En la eventualidad de que los obstáculos anteriores fueran superados, ¿Qué tanto se reducirían los cultivos de coca? Poco o muy poco. La erradicación manual solo logra cubrir una fracción marginal de los cultivos ilícitos (una quinta parte en el mejor de los casos), los grupos móviles de erradicación son cada vez menos y más lentos en su operación, dado que la distancia entre cultivos ha aumentado y el tamaño de los mismos se ha reducido. Además, pruebas pilotos del 2009 señalaron que la eficiencia del proceso es tan solo del 20% al 30% en la tasa de mortalidad de las plantas. En contexto, el esfuerzo de la aspersión terrestre tendría que ser gigantesco (veinte veces la capacidad actual) para lograr contrarrestar el aumento de la coca en los últimos años. Es decir, la escala del problema y la escala de la solución tienen dos órdenes de magnitud muy diferentes.

Además de estas y otras dificultades que enfrenta la fumigación terrestre, sería muy bueno conocer las proyecciones de esta nueva estrategia: ¿En cuánto tiempo se alcanzará qué meta? ¿Cuál va a ser el impacto en la reducción del narcotráfico, la violencia y la corrupción? ¿Cómo se va a generar desarrollo en los territorios con coca? ¿Cuánto va a costar esta nueva estrategia, por cuánto tiempo y quién va a pagarla? ¿Cuál es la proyección de pérdida de vidas humanas? ¿Cuál será el rol de los entes territoriales? ¿Cómo se va a reaccionar frente a los bloqueos campesinos que ya se preparan en Catatumbo y otras regiones?

Estas preguntas hay que contestarlas, como en cualquier iniciativa de política pública.
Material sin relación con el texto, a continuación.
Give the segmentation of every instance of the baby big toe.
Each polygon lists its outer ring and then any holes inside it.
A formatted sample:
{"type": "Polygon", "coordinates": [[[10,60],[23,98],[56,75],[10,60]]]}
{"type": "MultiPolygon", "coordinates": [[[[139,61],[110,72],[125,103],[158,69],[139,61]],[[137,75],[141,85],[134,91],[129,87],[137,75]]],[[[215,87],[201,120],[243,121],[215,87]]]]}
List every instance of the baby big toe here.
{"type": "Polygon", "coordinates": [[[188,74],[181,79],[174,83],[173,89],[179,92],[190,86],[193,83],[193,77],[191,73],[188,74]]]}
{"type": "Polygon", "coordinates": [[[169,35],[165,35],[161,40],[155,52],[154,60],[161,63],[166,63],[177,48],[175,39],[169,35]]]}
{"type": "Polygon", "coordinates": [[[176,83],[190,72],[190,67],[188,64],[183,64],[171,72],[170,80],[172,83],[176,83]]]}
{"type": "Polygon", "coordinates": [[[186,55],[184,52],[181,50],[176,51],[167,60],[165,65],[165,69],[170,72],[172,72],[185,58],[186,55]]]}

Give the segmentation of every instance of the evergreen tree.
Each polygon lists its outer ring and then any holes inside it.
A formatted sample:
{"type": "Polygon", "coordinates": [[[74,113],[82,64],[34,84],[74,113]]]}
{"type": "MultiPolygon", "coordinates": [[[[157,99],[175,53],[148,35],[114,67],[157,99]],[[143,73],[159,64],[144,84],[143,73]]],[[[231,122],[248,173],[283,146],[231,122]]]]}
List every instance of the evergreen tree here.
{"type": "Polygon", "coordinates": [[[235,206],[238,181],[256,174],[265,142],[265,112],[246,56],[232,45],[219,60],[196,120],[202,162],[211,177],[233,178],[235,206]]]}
En todo caso, si se toma la decisión de avanzar con la aspersión terrestre, se deben diseñar unos muy buenos protocolos de seguimiento y evaluación, que sean operados por una entidad independiente, que permitan conocer si se están alcanzando las metas propuestas en los tiempos esperados, con los costos estimados.

Finalmente, hay que decir que la decisión de la fumigación terrestre no se alinea con los enfoques de Derechos Humanos y la salud pública que han promovido el presidente Santos y varios de sus ministros en el nivel internacional, inclusive en la Asamblea de Naciones Unidas de hace unas semanas.

En este contexto, la conclusión parece ser que la aspersión terrestre es indolente con el riesgo humano que conlleva para los operarios, operativamente inviable, técnicamente contraevidente, jurídicamente riesgosa y políticamente incoherente. Es decir, a comprar nuevo sillín, porque tendremos bicicleta estática para rato.